Iranian scientist and musician (1895–1984)

Hossein Gol-e-Golâb (حسین گل‌گلاب; 1895 - 13 March 1985), also known as Hoseyn Golgolâb (/fa/), was an Iranian polymath, scholar and musician. He is best known as the author of the lyrics to "Ey Iran".

Gol-e-Golâb was born in Tehran, and studied at the Elmiya School and Dar al-Fonun.

Gol-e-Golâb never lost his interest in music, finding time to translate Western operas into Persian while teaching and writing on botany and serving on the Academy of Persian Language and Literature, to which he was appointed in 1935.

==Ey Iran==

The anthem was created during World War II. In September 1941, Allied forces occupied Iran following the Anglo-Soviet invasion that overthrew Reza Shah. Hossein Gol-e-Golab was inspired to write a poem on Iranian nationalism when he saw Allied flags waving from an Iranian military barracks in Tehran. That image strengthened his resolve to compose a patriotic piece reflecting Iranian spirit in spite of the occupation.

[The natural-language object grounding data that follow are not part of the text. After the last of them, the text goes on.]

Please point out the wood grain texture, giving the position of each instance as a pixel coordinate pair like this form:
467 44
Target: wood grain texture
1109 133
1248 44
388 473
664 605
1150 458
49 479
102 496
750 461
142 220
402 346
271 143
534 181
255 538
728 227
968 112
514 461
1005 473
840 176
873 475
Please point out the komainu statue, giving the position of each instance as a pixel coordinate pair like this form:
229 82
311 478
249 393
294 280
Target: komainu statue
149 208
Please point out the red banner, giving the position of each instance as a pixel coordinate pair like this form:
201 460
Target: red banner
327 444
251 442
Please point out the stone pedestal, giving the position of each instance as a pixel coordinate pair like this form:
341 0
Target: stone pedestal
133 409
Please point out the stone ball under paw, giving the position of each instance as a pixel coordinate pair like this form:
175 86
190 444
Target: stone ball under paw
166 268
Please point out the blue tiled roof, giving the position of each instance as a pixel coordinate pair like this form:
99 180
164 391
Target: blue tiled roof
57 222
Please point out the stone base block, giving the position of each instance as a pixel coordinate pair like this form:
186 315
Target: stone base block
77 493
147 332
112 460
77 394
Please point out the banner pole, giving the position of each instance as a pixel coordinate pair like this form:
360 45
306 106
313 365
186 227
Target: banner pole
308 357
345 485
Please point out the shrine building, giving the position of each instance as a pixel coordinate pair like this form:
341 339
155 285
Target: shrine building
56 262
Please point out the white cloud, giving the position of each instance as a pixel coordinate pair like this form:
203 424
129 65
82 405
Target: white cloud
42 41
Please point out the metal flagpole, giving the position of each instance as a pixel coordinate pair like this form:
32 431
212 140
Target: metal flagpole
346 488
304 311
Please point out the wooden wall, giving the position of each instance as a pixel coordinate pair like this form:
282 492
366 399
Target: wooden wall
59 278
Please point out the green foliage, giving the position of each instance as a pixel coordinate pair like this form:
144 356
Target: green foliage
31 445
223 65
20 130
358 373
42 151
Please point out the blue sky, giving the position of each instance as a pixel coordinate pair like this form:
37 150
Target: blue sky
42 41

According to Gol-e-Golab, a confrontation between a British soldier and an Iranian officer further encouraged him to write the poem. Khaleghi later set it to music, and Banan recorded the vocal performance.

Gol-e-Golab later said:

In 1944, the footsteps of the invading armies in the streets were enough to rattle any patriot and inspired me to write this anthem. Professor Ruhollah Khaleghi wrote the music and, despite all the political opposition, it found its way into the heart and soul of the people.

During the transitional period in the immediate aftermath of the 1979 Iranian Revolution, the composition briefly served as the country's de facto national anthem under the interim government.